Ryota Brasileira

Autor(a): Jennifer Maurer


Volume 1 – Arco 1

Capítulo 12: Entre Sentimentos e Previsões

Quando o trio se reuniu na velha estação de trem, a tarde já começava a dar as caras com o aumento de temperatura e ventos fortes – estes que Ryota percebeu tardiamente estarem rachando seus lábios, a fazendo lambê-los.

A garota estava sentada no banco de concreto, grudada a Jaisen, que ainda se encontrava num sono profundo. Para sua tranquilidade, ele respirava devagar e não tivera nenhuma outra reação preocupante.

Ela ergueu o rosto na direção da pessoa a quem devia muita gratidão e disse, com um sorriso suave no rosto:

— Obrigada de novo, Sasaki. Você fez um monte pela gente, e olha que eu nem pude retribuir de alguma forma... — Ela baixou os olhos, torcendo os lábios. — No final, você só ficou trabalhando de graça...

Sasaki, voltando sua atenção à ela, sorriu de volta e balançou a cabeça devagar.

— Imagine. É, sim, meu trabalho curar pessoas, mas desta vez foi por puro capricho. Além disso, vocês não me deram trabalho algum. E você já me recompensou o suficiente.

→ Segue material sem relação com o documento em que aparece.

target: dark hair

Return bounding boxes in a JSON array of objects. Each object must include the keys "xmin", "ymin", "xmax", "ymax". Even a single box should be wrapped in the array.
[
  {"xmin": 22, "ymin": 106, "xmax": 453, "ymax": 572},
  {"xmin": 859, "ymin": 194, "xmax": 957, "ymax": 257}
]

Ao ato de lhe estender a mão e afirmar, Ryota apertou os olhos e apontou para si mesma, confusa.

— Eu? Quando e onde que não tô lembrada?

— É, Sasaki. Nos conte um pouco mais sobre isso... Como foi que ela te retribuiu, mesmo?

Antes mesmo que o curandeiro pudesse dizer algo, foi impedido por uma voz grave e com uma aura intimidadora. Ao seu lado, Zero o olhava por cima do ombro e cruzou os braços, parecendo muito interessado no assunto. 

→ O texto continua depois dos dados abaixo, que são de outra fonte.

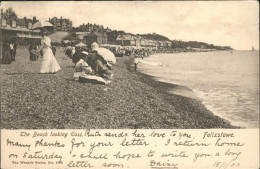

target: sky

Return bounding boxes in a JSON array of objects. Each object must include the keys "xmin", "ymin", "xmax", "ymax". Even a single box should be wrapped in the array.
[{"xmin": 1, "ymin": 1, "xmax": 259, "ymax": 50}]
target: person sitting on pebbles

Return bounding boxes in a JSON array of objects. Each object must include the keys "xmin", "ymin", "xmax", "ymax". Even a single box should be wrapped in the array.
[
  {"xmin": 74, "ymin": 51, "xmax": 111, "ymax": 84},
  {"xmin": 88, "ymin": 42, "xmax": 113, "ymax": 79},
  {"xmin": 74, "ymin": 51, "xmax": 94, "ymax": 80}
]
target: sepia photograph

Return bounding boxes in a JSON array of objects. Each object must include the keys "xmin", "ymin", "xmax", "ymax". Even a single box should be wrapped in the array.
[{"xmin": 0, "ymin": 1, "xmax": 259, "ymax": 129}]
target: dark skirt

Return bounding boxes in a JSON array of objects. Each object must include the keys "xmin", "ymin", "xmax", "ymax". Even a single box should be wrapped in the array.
[{"xmin": 2, "ymin": 50, "xmax": 12, "ymax": 64}]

Isso, se ele não parecesse pronto para matá-lo de forma impiedosa. Uma pequena veia saltava de sua testa.

— Eh... Bem, foi... Digamos assim, palavras de consolo, é claro.

— Oi? Não me lembro muito disso, não... Mas se você tá falando, né? Quem sou eu pra negar... — Ryota inclinou a cabeça e assim disse, sem entender direito onde ele queria chegar. Sasaki não parecia querer prosseguir com o assunto, no entanto. Então, sem mais nem menos, a garota chutou o tornozelo do garoto de cabelos violeta, que reagiu com um grito.

— Ô! Que foi?!

— A culpa é sua por ficar intimidando os outros com sua cara feia! Daí quando precisa de alguma coisa, as pessoas se recusam a falar ou fazer por isso. Se for pra pedir, pelo menos dá um sorrisinho.

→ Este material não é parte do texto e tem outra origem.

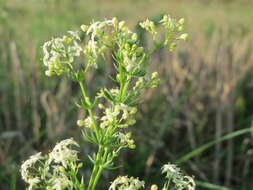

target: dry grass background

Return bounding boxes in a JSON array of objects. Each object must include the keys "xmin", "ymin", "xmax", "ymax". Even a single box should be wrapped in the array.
[{"xmin": 0, "ymin": 0, "xmax": 253, "ymax": 190}]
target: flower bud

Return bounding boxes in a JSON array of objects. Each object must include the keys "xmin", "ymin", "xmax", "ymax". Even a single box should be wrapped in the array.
[
  {"xmin": 151, "ymin": 72, "xmax": 158, "ymax": 79},
  {"xmin": 168, "ymin": 42, "xmax": 177, "ymax": 51},
  {"xmin": 76, "ymin": 120, "xmax": 84, "ymax": 127},
  {"xmin": 132, "ymin": 33, "xmax": 138, "ymax": 41},
  {"xmin": 45, "ymin": 70, "xmax": 54, "ymax": 77},
  {"xmin": 178, "ymin": 18, "xmax": 185, "ymax": 25},
  {"xmin": 150, "ymin": 184, "xmax": 158, "ymax": 190},
  {"xmin": 119, "ymin": 21, "xmax": 126, "ymax": 29},
  {"xmin": 81, "ymin": 24, "xmax": 89, "ymax": 32}
]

— Há, há, há, hááá! Ele? Sorrindo? — Sasaki tapou a boca e abafou a risada, se dobrando um pouco. Ao seu lado, Zero soltou um grunhido irritado para a reação exagerada do outro. — Pfff, não, ai calma... Estamos falando da mesma pessoa?

— Aaah, Sasaki... Eu sei que é difícil de ver, na real é quase uma raridade, mas até mesmo o Zero consegue sorrir às vezes, sabe? É só uma questão de força de vontade dele.

— ...Impressão minha ou vocês se juntaram contra mim?

Ryota e Sasaki trocaram olhares, então abriram um sorriso largo e exagerado, como duas crianças que planejavam uma travessura. Ficou na cara pro rapaz que eles haviam pensado em algo e tentaram só disfarçar quando um pigarreou e a outra respirou fundo, ainda fazendo bico com os lábios:

— Aaaaaah, Zero. Para, né? Imagina fazer algo do tipo com meu grande amigo?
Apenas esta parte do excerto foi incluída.